2) Akademiler düzeyinde çocuk tiyatrosu alanında çalışma yapan kişi sayısı yok denecek kadar azdır. Lisans, yüksek lisans veya doktora düzeyinde ne tür çalışma yapıldığını kanıtlayacak bir envantere ihtiyaç olduğunu düşünüyorum.
3) Akademik çalışmalarla, uygulamaya dönük çalışmaları bir araya getirecek atölye çalışmalarına ihtiyaç olduğu açıktır. Uygulamadan kopuk bir kuramsal çalışma kitabi kalmaya mahkûmdur. Bilimsel bilgiden beslenmeyen uygulamacılar ise altı-boş ve yüzeysel kalacaktır. Çocuk tiyatrosu alanının bana kalırsa en büyük sorunlarından birisi, dramaturji, oyun yazımı ve oyunculuk açısından çocuk dünyasını kuşatan faktörlerin bilimsel verilerle analiz edilmemesidir. Sığ ve ticari tiyatronun önüne geçebilme adına, toplulukların dramaturji çalışmalarına önem vermesi gerekmektedir. Avrupa’daki uygulamalar salt biçimci denemeler olarak görülmemeli, projelerin arkasında yatan düşünsel birikim de değerlendirilmelidir.
4) “Çocuğu tanıma adına” yapılacak çalışmaların günümüz digital dünyasını gözeterek yapılması, özelikle yaş grubu gelişim özelikleri konusunda değişimleri fark etmek gerekmektedir.
5) Küçük salonlarda veya çocuklara uygun mekânlarda gösteri yapılmasının sağlanması için okul binalarını gözeterek tiyatrocular tarafından öneriler yapılması gerektiğini düşünüyorum. Bu anlamda Avrupa’dan ayrışan bir konumumuz var, aşırı nüfusa sahip bir ülke olarak, seyirci organizasyonunda değişiklik için model ve işletme bazında öneri oluşturulması gerektiğini düşünüyorum. Popülerliği korumak ve marjinal hale düşmemek için, turneler ve salon oyunları için deneyimli grupların model oluşturması oldukça önemlidir. Hem salon işletmeciliği hem de turne deneyimleri nedeniyle elini taşın altına koyan Tiyatro Tempo’nun model alınabileceğini düşünüyorum. İstanbul’daki alternatif tiyatro mekânları aile tiyatrosu için fikir oluştursa da, yaygınlığının henüz az olduğunu belirtmek isterim.

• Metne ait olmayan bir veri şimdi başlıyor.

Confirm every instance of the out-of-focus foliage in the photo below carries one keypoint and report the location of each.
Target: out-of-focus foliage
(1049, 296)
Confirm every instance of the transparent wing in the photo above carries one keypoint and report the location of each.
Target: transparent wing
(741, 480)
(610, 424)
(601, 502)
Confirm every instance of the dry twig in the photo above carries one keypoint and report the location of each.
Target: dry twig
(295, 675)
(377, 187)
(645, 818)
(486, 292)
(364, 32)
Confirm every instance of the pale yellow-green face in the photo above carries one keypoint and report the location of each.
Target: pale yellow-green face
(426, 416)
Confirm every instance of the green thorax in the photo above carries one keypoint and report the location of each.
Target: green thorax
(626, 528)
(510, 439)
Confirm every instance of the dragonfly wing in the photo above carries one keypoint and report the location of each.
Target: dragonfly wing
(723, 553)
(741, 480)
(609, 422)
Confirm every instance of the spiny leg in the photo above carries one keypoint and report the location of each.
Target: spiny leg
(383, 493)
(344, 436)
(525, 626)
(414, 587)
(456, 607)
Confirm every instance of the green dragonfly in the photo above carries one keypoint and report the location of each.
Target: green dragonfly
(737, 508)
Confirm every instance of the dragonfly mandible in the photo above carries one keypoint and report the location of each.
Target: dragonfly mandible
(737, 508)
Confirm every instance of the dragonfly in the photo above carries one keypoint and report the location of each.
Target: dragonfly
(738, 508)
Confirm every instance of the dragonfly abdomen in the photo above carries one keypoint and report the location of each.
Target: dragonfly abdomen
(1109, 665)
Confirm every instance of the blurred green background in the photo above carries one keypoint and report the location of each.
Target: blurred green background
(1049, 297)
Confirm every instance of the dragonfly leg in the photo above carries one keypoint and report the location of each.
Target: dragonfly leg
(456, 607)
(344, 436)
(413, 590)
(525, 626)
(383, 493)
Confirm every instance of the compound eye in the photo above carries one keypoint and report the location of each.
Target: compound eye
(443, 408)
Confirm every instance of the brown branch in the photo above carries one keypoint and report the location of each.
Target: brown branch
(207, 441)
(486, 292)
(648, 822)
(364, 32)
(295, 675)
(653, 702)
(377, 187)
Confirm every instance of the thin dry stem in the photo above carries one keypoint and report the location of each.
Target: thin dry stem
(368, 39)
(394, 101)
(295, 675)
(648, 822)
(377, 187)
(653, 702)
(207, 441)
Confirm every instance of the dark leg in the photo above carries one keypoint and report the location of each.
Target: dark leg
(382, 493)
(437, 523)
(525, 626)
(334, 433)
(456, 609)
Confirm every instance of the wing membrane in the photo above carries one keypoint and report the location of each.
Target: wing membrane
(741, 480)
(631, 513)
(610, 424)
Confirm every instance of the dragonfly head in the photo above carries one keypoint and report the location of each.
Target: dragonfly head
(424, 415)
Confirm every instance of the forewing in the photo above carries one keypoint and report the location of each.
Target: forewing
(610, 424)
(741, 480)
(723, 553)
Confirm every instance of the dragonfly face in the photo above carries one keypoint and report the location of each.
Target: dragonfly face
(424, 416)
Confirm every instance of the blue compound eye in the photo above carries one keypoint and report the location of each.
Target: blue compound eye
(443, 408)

6) Çalıştay bir kez daha gösterdi ki, oyun, drama ve tiyatro alanı birbiriyle ortak hareket etmek zorunda. Son yıllarda gelişen drama ve tiyatro öğretmenlerinin çocuk tiyatrolarına verebileceği destekler oldukça fazla. Bu konuda ortak bir söylem ve tartışma gerekiyor elbette. Aynı şekilde çocuk tiyatrosu yapan kişilerin, drama ve tiyatro öğretmenlerine katacağı büyük destekler var. Bu iki alanın birlikte tartışması için zemin kurulması ve projeler geliştirilmesi yararlı olacaktır. Özelikle uluslararası festival yapılan illerde, kurulacak işbirliği başlangıç açısından önemlidir.
7) Çalıştay süreçlerinde tarihselliği unutmama adına, arşiv çalışmalarına önem verilmelidir.
“İlgililerin bilgisiz, bilgililerin de ilgisiz” olduğu ülkemizde, deneyim paylaşımına dayalı çalışmaların çoğalması umuduyla ve de 20 Mart Dünya Çocuk ve Gençlik Tiyatrosu günü ve 21 Mart Newroz’u kutlayarak yazımı bitirmek istiyorum.